Stat 401 A – self assessment for model selection
Scenario: You have collected data on 8 variables measured on 40 subjects. Your goal is to predict Y from some combination of X1, X2,X3,X4,X5, andX6. The data are in modelsel.csv. Notice that there is also an Interest variable that we won’t consider until question 9. Don’t consider transforming any X variables. Context-appropriate transformations have already been done for you.
1) Look at the scatterplot matrix of Y and the 6 X variables (X1, X2,X3,X4,X5, andX6). Any concerns about outliers, influential points, or the assumption that Y and an X are linearly related? Are any X variables strongly correlated with each other?
2) If you use AIC as your criterion, what is the best set of X variables to predict Y?
3) Using AIC, is the best model substantially better than any alternative, or are there various reasonable alternatives to the best model?
4) If you use BIC as your criterion, what is the best set of X variables to predict Y?
5) If you use Cp as your criterion, what is the best set of X variables to predict Y?
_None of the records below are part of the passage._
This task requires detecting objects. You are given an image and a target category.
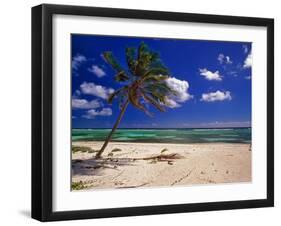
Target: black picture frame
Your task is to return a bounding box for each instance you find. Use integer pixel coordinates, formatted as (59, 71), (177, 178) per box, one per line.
(32, 4), (274, 221)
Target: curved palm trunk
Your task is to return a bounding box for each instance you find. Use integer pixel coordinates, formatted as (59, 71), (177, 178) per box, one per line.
(96, 100), (129, 158)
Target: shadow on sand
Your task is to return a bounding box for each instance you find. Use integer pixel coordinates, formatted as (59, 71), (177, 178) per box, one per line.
(72, 158), (135, 176)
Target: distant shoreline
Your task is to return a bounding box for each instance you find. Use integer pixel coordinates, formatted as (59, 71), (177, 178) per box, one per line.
(71, 141), (252, 191)
(72, 126), (252, 130)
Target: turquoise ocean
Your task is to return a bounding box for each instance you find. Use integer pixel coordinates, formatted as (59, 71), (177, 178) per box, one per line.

6) Is it reasonable that BIC would select fewer variables than either AIC or Cp? Briefly explain why or why not.
7) The X5 variable is included in all of the five best models using BIC. Can you conclude that there is no need to transform X5? Explain why or why not.
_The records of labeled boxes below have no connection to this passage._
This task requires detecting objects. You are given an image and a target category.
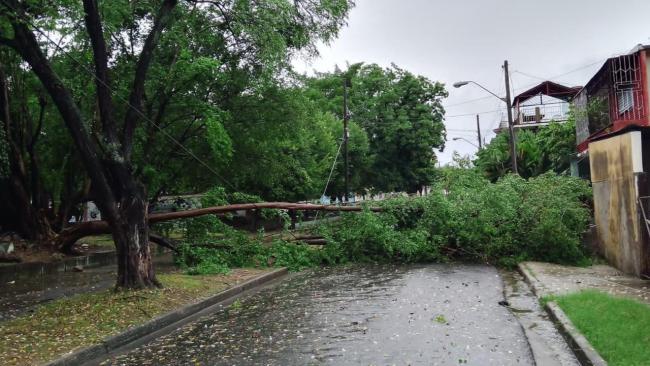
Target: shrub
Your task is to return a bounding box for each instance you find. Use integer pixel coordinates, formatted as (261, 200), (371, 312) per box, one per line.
(177, 169), (591, 274)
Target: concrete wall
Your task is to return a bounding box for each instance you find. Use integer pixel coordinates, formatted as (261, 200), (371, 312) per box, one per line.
(589, 131), (648, 276)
8) You are considering expanding the set of X variables by including log transformations of X1, X2,X3,X4,X5, andX6. That gives you 12 X variables. Is this is a good idea or not?
Now consider the Interest variable. The goal of the study is to assess the association of Interest and y after adjusting for relevant covariates.
9) If you use AIC with all 7 X variables (X1, X2,X3,X4,X5, X6, and Interest), the best 5 models are:
model nvar Rsq AdjRsq Cp AIC BIC
x1 x4 x5 Interest 4 0.8952664 0.8832969 4.725259 -78.56454 -71.80902
x1 x2 x4 x5 Interest 5 0.8992879 0.8844773 5.391912 -78.13069 -69.68629
x1 x4 x5 x6 Interest 5 0.8992710 0.8844580 5.397497 -78.12400 -69.67960
x1 x2 x4 x5 x6 Interest 6 0.9034805 0.8859315 6.001829 -77.83151 -67.69824
x1 x2 x3 x5 Interest 5 0.8966538 0.8814559 6.265252 -77.09796 -68.65357
Is there an association between Interest and y after adjusting for relevant covariates? Explain why or why not.
PMD answers:
1) Here’s the plot:
Nothing really, really jumps out at me. There is one point with low values for X3 and X4 that might have some influence on y. X3 and X4 are clearly related to each other. No obvious non-linear relationships between Y and any X variable.
2) The model with X1, X2,X4,X5, X6 has the smallest AIC.
3) No, that model is not the only reasonable model. Seven other models have AIC values within 2 of the best.
4) The model with X1, X4,X5 has the smallest BIC.
5) The model with X1, X4,X5, X6 has the smallest Cp.
6) Yes, BIC puts a higher penalty on complexity than does AIC, so when the selected models differ, BIC selects a model with fewer variables.
Note: I did not expect AIC to select more variables than did Cp. The two criteria have different forms (one has a log and the other doesn’t), so my ‘Cp has a lower penalty than AIC’ is an approximation. I don’t have an explanation for why these data don’t follow the pattern I usually see.
7) No, inclusion of a variable only says that the linear relationship helps predict Y; it says nothing about whether some non-linear relationships would do better. Another way to make the same point is that inclusion of a variable, even in many “reasonable” models, does not mean there is no lack of fit.
8) I would say no, because we now have too many potential X variables (12 X variables with 40 observations is less than 4 observations per potential X variable).
9) No. The better approach is to find the best model not including Interest and then estimate the Interest effect. Using AIC, when you add Interest to the model with X1, X2,X4,X5, X6, the estimated slope for Interest is 0.123 (se = 0.080, p = 0.13).
Note: I made these data, so I know the true model. It was: mean(y) = X1 + 2 X3 + X5 + X6
Notice that none of the models discussed above select X3. This isn’t too surprising. Because of the strong correlation between X3and X4, only one of those two is likely to go in the model. For this specific data set, it turned out to be X4. If I simulated another data set from the same model, it is quite possible that X3will go in the model, not X4.
Note 2: I have not given AIC or BIC values for any model because each statistical program reports different numbers. But, the difference between two models is the same in every program. One program might report AIC = 2.5 for one model and 2.9 for another. Another program would report -4.7 for that first model and -4.3 for the second. Different numbers, but the same difference. That means the best model (minimum AIC / minimum BIC) is the same for all three programs.
The reason for the different numbers is that there are some constants that could be included in the AIC/BIC computation. SAS / JMP / R make different choices about whether to include (or not) those constants in the computation of AIC / BIC. The constants depend on the number of observations, but don’t depend on which model is being fit.